NU bukan sekadar sebuah organisasi Muslim; ia adalah fondasi lanskap keagamaan dan sosial Indonesia. Selama beberapa generasi, NU telah menjadi simbol keadilan, kasih sayang, dan solidaritas—terutama bagi Palestina, yang perjuangannya telah dipeluk oleh rakyat Indonesia sebagai perjuangan pembebasan melawan bentuk kolonialisme dan penindasan yang paling brutal. Mengundang seseorang seperti Peter Berkowitz—seseorang yang telah menghabiskan kariernya untuk membenarkan kejahatan perang Israel dan melanggengkan genosida terhadap rakyat Palestina—bukan hanya sebuah kesalahan. Itu adalah pengkhianatan terang-terangan terhadap nilai-nilai yang diklaim NU untuk dijunjung tinggi.
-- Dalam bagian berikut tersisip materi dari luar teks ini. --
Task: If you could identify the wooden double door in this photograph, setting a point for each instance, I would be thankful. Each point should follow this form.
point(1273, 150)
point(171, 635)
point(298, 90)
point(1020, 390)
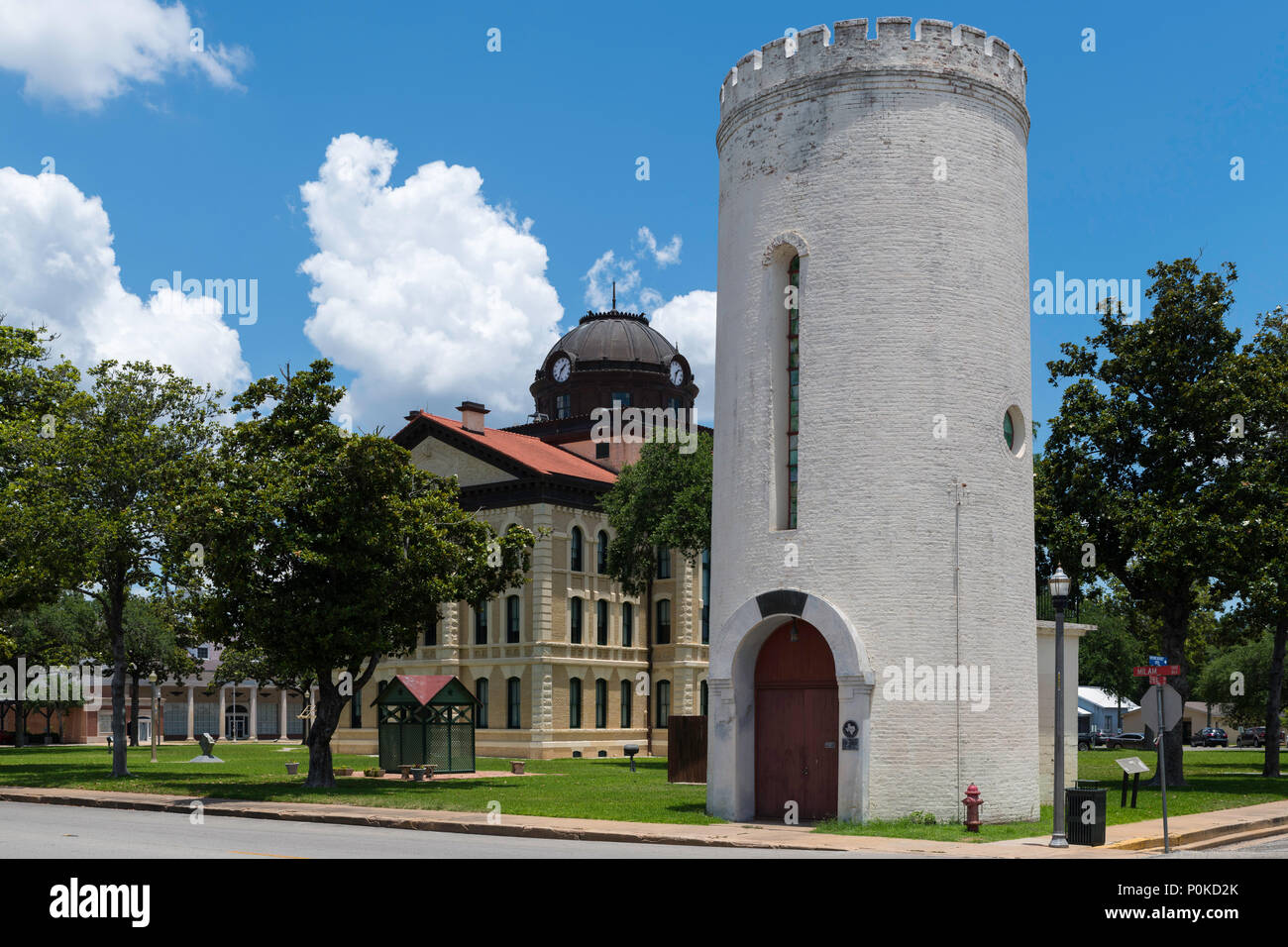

Berkowitz bukanlah akademisi netral atau pakar hak asasi manusia. Ia adalah pembela aktif rezim apartheid Israel, kampanye militernya, dan pendudukan tanpa henti atas tanah Palestina. Ia telah bertahun-tahun merasionalisasi penindasan sistematis terhadap rakyat Palestina, menolak hak mereka untuk melawan, dan membersihkan citra kejahatan perang Israel yang sedang berlangsung. Tulisan-tulisannya berulang kali mendukung kekerasan terhadap warga sipil, dan rekam jejaknya menunjukkan dukungan tanpa henti terhadap kebijakan yang mendehumanisasi seluruh bangsa. Bahwa seseorang dengan agenda yang begitu jelas dalam membela genosida dan pendudukan diundang berbicara oleh NU—sebuah organisasi yang mengklaim mewakili kaum tertindas—adalah sesuatu yang sama sekali tidak dapat diterima.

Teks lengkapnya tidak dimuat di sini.